Dos actas firmadas en disconformidad
Según consta en la memoria anual de Abanca, la entidad recibió en enero de 2024 y en mayo de 2025 la comunicación del inicio de actuaciones de comprobación e investigación del gravamen temporal de entidades de crédito para los ejercicios 2024 y 2025, respectivamente. Fruto de esas actuaciones, Hacienda incoó sendas actas de inspección que la entidad ha firmado en disconformidad y que, acto seguido, ha recurrido en vía administrativa ante la propia Agencia Tributaria, que es el organismo que gestiona la recaudación de este impuesto.

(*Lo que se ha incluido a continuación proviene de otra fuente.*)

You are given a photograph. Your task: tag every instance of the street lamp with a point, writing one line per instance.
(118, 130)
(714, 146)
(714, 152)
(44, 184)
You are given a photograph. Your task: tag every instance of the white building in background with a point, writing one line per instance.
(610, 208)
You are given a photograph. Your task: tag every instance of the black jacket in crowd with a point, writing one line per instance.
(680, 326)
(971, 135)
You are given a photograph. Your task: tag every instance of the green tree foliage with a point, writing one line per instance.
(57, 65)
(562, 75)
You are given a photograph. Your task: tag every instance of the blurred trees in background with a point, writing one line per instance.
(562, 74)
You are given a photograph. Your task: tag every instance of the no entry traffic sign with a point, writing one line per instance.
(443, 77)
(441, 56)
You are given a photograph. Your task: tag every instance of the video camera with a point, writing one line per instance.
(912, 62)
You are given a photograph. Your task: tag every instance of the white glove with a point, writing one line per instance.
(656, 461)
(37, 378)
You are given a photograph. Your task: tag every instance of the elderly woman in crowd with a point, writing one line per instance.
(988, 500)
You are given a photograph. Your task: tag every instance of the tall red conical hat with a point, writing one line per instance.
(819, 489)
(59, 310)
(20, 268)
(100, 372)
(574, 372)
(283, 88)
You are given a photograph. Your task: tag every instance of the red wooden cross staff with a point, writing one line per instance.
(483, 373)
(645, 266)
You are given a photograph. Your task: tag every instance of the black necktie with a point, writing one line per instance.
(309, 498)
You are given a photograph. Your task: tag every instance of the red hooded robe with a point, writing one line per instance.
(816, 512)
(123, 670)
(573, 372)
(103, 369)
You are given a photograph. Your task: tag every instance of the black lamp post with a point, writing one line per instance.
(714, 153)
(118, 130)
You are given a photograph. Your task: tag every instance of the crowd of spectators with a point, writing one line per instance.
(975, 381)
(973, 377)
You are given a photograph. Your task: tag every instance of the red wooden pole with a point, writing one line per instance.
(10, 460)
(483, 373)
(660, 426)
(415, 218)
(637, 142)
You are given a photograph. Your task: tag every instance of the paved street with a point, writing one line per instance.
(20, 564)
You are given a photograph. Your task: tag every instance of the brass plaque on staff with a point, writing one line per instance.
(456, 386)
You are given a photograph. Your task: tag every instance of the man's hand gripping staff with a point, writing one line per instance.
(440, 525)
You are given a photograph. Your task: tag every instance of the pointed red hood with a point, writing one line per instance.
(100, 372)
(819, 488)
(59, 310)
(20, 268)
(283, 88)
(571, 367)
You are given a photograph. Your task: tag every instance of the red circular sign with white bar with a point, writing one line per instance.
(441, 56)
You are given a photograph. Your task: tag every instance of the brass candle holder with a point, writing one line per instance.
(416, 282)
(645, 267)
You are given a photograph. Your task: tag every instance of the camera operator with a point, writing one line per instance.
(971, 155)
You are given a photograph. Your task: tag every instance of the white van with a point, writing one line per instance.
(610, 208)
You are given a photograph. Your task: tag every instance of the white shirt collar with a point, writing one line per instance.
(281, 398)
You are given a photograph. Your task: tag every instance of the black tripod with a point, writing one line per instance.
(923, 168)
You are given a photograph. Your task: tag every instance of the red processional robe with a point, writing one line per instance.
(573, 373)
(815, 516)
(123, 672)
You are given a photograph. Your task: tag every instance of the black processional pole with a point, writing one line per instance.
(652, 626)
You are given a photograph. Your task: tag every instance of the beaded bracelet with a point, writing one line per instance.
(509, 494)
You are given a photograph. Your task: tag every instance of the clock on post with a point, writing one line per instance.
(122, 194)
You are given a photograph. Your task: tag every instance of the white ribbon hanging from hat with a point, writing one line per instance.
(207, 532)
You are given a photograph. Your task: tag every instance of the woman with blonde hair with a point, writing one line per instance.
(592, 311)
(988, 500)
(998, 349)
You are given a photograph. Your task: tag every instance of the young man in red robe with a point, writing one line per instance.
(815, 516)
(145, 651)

El banco presidido por Juan Carlos Escotet aprovecha además su informe anual para precisar que el efecto de esas actas ya ha sido registrado en sus cuentas, sin que hayan supuesto un importe material para la comprensión de los estados financieros en su conjunto correspondientes a 2025. Con este movimiento, Abanca se suma a la oleada de recursos contra el impuesto impulsada por el sector financiero, que en su día ya puso en cuestión la constitucionalidad del gravamen.
El impuesto a la banca, un gravamen del 4,8%
El impuesto a la banca fue establecido por el Gobierno en diciembre de 2022 mediante la ley que creó los gravámenes temporales energético y de entidades de crédito y establecimientos financieros de crédito, junto con el impuesto temporal de solidaridad de las grandes fortunas. El gravamen se aplica a aquellas entidades de crédito que operan en territorio español y cuya suma de ingresos por intereses y comisiones del año 2019 sea igual o superior a 800 millones de euros.
El tipo impositivo es del 4,8% sobre la suma del margen de intereses y los ingresos y gastos por comisiones de las entidades financieras. El importe satisfecho no es deducible en el Impuesto sobre Sociedades, está gestionado por la Agencia Tributaria e incluye un pago anticipado en febrero y la liquidación final en septiembre de cada año. Inicialmente, el gravamen estaba previsto para los años 2023 y 2024, pero el Ejecutivo lo prorrogó a los ejercicios posteriores, lo que ha alargado el período de controversia.
El impacto en las cuentas de Abanca
Donde sí se deja ver el efecto del impuesto a la banca es en la cuenta de resultados de Abanca correspondiente a 2025, la misma que refleja un beneficio de 902 millones de euros y una rentabilidad superior al 15%. En esa cuenta, que detalla un beneficio antes de impuestos (BAI) de 978,6 millones, con un crecimiento cercano al 5%, se anota en el apartado de impuestos y otros unos 76,1 millones de euros.
Abanca aclara que la aportación al gravamen temporal de entidades de crédito y establecimientos financieros se registró en 2025 en ese epígrafe, frente a lo que se hacía en otros ejercicios, sin ofrecer más detalles. El banco no menciona expresamente el procedimiento administrativo ni los recursos planteados contra las actas en el informe de revisión limitada y de gestión correspondiente al primer semestre de este año, hasta el 30 de junio.